Einkünfteerzielungsabsicht einer Feng Shui-Beraterin

Immer wieder gibt es Streit mit dem Finanzamt, da dieses unternehmerische Tätigkeiten eines Steuerpflichtigen als Liebhaberei einstuft und somit aus dieser Tätigkeit entstehende Verluste steuerlich nicht anerkennen möchte.

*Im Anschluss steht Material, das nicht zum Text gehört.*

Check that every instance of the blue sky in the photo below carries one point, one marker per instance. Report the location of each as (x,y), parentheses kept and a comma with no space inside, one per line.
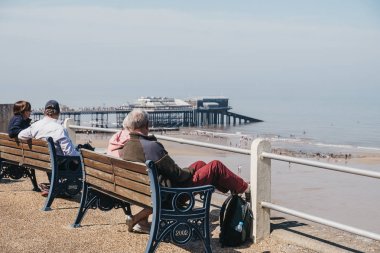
(110,52)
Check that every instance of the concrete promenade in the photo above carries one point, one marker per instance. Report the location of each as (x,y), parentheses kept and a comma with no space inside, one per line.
(24,228)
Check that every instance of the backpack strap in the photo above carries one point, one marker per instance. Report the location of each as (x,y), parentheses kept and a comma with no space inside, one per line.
(223,209)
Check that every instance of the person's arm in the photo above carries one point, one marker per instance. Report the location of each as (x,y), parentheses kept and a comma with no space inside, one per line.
(25,134)
(168,168)
(15,126)
(67,145)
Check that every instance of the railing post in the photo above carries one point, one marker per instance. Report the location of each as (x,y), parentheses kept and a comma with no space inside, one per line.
(71,132)
(260,189)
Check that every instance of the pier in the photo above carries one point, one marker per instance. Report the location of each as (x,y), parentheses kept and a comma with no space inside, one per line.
(163,112)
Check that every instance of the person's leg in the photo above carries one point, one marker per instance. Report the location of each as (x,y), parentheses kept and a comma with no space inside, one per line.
(197,165)
(218,175)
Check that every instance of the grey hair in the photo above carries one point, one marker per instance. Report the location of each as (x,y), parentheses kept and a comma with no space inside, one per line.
(136,119)
(125,123)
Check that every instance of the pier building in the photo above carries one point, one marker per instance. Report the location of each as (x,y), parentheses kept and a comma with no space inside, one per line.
(163,112)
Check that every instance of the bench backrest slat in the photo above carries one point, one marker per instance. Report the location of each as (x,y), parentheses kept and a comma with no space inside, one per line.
(31,152)
(127,179)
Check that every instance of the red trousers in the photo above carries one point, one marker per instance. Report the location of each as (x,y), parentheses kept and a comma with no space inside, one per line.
(217,174)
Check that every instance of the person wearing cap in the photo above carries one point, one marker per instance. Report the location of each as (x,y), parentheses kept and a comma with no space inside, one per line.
(49,126)
(20,120)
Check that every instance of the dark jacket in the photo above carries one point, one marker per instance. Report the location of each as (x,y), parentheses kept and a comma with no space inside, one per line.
(16,124)
(140,148)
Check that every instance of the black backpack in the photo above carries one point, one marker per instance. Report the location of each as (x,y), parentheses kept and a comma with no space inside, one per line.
(234,210)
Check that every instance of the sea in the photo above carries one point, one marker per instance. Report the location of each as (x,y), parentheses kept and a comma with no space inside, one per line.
(305,124)
(311,126)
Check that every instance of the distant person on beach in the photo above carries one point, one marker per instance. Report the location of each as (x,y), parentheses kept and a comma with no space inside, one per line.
(20,119)
(142,147)
(49,126)
(117,141)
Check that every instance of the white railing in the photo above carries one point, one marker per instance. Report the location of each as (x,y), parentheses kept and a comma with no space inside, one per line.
(260,178)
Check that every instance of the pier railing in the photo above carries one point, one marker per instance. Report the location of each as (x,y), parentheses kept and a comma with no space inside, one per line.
(260,178)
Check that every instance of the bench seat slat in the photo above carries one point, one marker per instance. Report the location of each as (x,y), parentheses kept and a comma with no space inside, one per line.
(128,194)
(135,181)
(5,140)
(138,177)
(30,154)
(97,165)
(27,161)
(99,174)
(129,184)
(22,145)
(95,156)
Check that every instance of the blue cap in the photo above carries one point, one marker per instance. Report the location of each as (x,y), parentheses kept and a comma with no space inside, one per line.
(52,104)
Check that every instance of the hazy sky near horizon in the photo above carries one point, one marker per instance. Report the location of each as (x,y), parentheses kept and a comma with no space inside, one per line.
(90,53)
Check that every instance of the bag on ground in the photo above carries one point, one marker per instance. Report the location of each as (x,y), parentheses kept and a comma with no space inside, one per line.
(235,221)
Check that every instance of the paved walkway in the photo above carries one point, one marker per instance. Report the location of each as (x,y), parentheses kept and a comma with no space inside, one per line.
(24,228)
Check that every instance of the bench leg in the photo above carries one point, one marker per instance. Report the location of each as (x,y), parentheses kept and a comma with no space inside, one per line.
(127,209)
(85,203)
(32,176)
(54,187)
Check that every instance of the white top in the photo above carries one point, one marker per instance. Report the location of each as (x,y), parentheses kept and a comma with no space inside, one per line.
(49,127)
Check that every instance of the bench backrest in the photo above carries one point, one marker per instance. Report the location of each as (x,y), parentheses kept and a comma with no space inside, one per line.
(117,177)
(31,153)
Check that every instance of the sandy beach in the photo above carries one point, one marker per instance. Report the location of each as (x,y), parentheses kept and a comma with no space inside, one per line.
(24,228)
(332,195)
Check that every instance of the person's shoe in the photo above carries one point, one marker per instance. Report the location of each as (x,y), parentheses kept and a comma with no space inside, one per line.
(141,228)
(44,186)
(248,194)
(44,193)
(129,222)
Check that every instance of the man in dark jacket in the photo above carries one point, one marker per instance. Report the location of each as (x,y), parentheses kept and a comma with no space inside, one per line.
(142,147)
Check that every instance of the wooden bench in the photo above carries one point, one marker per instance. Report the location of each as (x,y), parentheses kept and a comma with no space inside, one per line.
(21,158)
(115,183)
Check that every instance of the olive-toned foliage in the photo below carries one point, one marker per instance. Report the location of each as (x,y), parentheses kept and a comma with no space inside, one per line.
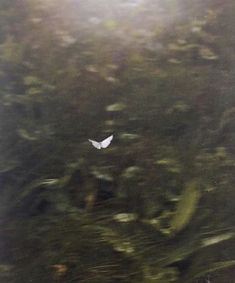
(157,205)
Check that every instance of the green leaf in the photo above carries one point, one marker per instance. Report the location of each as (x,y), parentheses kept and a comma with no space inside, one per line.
(186,207)
(116,107)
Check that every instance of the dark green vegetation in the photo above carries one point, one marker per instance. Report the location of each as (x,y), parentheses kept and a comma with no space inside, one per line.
(158,205)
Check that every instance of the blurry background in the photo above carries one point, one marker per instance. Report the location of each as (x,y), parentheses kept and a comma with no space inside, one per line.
(157,206)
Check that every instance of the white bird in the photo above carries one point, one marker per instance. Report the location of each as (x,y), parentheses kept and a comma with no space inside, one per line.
(103,144)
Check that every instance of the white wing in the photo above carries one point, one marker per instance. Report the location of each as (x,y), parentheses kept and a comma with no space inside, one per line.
(95,144)
(105,143)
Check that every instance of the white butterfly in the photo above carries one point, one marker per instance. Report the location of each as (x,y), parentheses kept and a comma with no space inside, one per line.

Das FG Berlin-Brandenburg hat in einem Fall einer Feng-Shui-Beraterin entschieden, dass das Finanzamt dieser mindestens einen Anlaufzeitraum von 5 Jahren zugestehen muss. Auch sei zu berücksichtigen wie auf diese Anlaufverluste reagiert werde.


Daher erkannte das FG die Aus- und Fortbildungskosten der Feng Shui-Beraterin als Betriebsausgaben an. Hierbei berücksichtigte das FG insbesondere, dass die Unternehmerin nach Art des Betriebes im Wesentlichen darauf angewiesen sei, durch Mundpropaganda Kunden zu bekommen, was dafür spricht, der Steuerpflichtigen eine längere Anlaufphase zuzubilligen. Auch hatte die Beraterin auf die Anlaufverluste in der Weise reagiert, dass sie in den Folgejahren ihre Fortbildungskosten reduziert habe, was  zu positiven Einkünften geführt hat. Hierbei komme es auch nicht darauf an, dass die Gewinne bisher so gering waren (204,55 € und 158,58 € in den Folgejahren) dass sie nicht geeignet sind, in nennenswerter Weise zum Lebensunterhalt der Steuerpflichtigen beizutragen.

Praxishinweis

Von den Finanzämtern wird häufig angenommen, dass Liebhaberei vorliegt, wenn die Gewinne aus der unternehmerischen Tätigkeit nicht ausreichen, Lebensunterhalt zu bestreiten. Nach den vom FG Berlin-Brandenburg herangezogenen Grundsätzen führen aber geringe Gewinne gerade nicht dazu, insgesamt von einer Liebhaberei auszugehen.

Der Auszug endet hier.